Per ritrovare la strada chiedete della Casa delle Meraviglie, sul lungomare: fu costruita nel 1883 per il sultano di Zanzibar di fianco a una fortezza del XVII secolo, oggi attrezzata con negozietti e laboratori e utilizzata per spettacoli di danza e concerti.
Prima di ripartire non dimenticatevi di rendere omaggio alla casa di Livingstone: anch’essa edificata per un sultano (Majid), oggi è invece sede dell’Ente del turismo di Zanzibar.
5. Isola di Pasqua
A vederla dall’alto, è un quasi perfetto triangolo rettangolo.
Osservata un po’ di sbieco, assomiglia anche a una testa di cavallo.
La natura ama la perfezione, si sa, e come un pignolo cesellatore ha disposto tre vulcani, uno per ogni punta della figura geometrica.
Ormai sono spenti da milioni di anni, ma non è abbastanza da poterli dichiarare inattivi. I loro nomi sono una poesia criptica: a nord, il Maunga Terevaka, con 539 metri, il rilievo più alto, a sud-est il Puakatike (377 m) e a sud-ovest il Rano Kau (324 m).
L’uomo, di suo, ci ha aggiunto un valore inestimabile, un migliaio di giganteschi volti che guardano l’infinito da secoli.
L'isola di Pasqua (appena 163,6 chilometri quadrati di terra vulcanica) si trova, in mezzo al blu cobalto dell’oceano Pacifico, a 3256 chilometri dalla costa cilena, 4521 chilometri da Papeete, appena 2075 dalle isole Pitcairn.
Distante da tutto, è l’isola abitata più lontana del pianeta. Non per nulla è stata anche chiamata Te pito o te henua, “l’ombelico del mondo”, in lingua rapanui.

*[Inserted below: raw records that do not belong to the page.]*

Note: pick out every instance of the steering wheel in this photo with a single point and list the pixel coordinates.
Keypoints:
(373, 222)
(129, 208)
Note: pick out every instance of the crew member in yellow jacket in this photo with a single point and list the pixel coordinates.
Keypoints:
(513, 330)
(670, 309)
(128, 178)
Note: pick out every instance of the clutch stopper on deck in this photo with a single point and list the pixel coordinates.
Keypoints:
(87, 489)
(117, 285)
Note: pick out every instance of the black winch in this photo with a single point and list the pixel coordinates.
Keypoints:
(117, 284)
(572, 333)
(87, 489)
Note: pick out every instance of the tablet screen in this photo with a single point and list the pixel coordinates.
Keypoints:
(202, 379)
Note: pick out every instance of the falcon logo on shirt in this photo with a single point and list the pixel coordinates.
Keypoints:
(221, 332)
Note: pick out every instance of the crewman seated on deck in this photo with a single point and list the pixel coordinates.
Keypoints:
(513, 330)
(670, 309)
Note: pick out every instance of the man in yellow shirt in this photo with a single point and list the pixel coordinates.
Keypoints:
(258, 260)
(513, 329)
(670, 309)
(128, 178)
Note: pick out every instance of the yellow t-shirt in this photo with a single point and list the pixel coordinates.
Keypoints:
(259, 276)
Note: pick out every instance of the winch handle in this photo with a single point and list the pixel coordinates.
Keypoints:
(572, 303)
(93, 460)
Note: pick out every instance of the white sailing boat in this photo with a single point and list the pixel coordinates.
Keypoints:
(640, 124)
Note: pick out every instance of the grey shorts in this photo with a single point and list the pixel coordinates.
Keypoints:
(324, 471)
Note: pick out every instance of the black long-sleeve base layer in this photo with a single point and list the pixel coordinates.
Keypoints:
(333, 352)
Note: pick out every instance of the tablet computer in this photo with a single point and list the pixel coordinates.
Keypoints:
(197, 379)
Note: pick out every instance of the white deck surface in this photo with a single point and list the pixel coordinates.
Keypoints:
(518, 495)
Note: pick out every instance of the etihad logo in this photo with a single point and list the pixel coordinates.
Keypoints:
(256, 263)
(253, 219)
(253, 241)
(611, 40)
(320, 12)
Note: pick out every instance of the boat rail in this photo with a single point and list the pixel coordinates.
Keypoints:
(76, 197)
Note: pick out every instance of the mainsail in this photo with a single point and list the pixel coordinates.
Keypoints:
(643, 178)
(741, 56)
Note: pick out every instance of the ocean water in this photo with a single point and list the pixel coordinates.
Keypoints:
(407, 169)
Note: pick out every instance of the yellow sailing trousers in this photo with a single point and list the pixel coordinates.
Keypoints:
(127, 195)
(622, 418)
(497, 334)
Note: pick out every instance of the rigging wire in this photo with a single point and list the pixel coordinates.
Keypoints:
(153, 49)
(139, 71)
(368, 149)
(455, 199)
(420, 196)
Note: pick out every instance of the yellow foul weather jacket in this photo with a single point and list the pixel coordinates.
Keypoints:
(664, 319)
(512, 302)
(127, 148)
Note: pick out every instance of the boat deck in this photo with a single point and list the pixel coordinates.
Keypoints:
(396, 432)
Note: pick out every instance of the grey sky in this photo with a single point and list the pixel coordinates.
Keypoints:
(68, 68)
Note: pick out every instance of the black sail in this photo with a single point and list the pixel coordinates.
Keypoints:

Impossibile gustare quella netta sensazione di solitudine che ti assale in qualsiasi altro angolo remoto della terra.
Sarà per via del mare: all’orizzonte, fatta eccezione per tre isolette minori, qualche manciata di ettari, Motu Nui, Motu Iti, Motu Kao, non si scorge altro che acqua.
Blu, che si confonde con il blu del cielo, formando un tutt’uno, una sorta di grande palla colorata, simile a una di quelle sfere usate dai maghi.
Anche, si fa per dire, le vicine Pitcairn (sia Pasqua che l’unico territorio inglese della Polinesia sono le sommità di una catena montuosa che sale dalle profondità marine per oltre duemila metri) hanno il loro guinness: appena quarantotto residenti, tutti discendenti degli ammutinati del Bounty, il luogo meno popolato del mondo (un abitante per chilometro quadrato, ma questa è un’altra storia).
Chi ha visto il film Rapa Nui, s’è fatto l’idea di un luogo triste, incolore, violento, ossessivo. Invece, quello che salta agli occhi non appena si atterra con uno dei voli della lan, l’unica compagnia aerea che serve costantemente la propaggine cilena, è la saturazione dei colori. Sembra di essere in un’immensa foto digitale saturata all’eccesso.
Accostamenti folgoranti: i verdi in tutte le possibili gradazioni, gli ocra, i blu si combinano in una spumeggiante tavolozza. E poi, una volta abituati alle tinte forti che ben dispongono, si nota la conformazione, collinosa, per nulla aggressiva, dolce.
Le spiagge sono soltanto due, ma talmente belle che viene voglia di venirci sempre e non ci si stanca mai di calpestarne la sabbia e tuffarsi nelle acque cristalline. Se poi si sale al Rano Kau lo spettacolo diventa incredibile.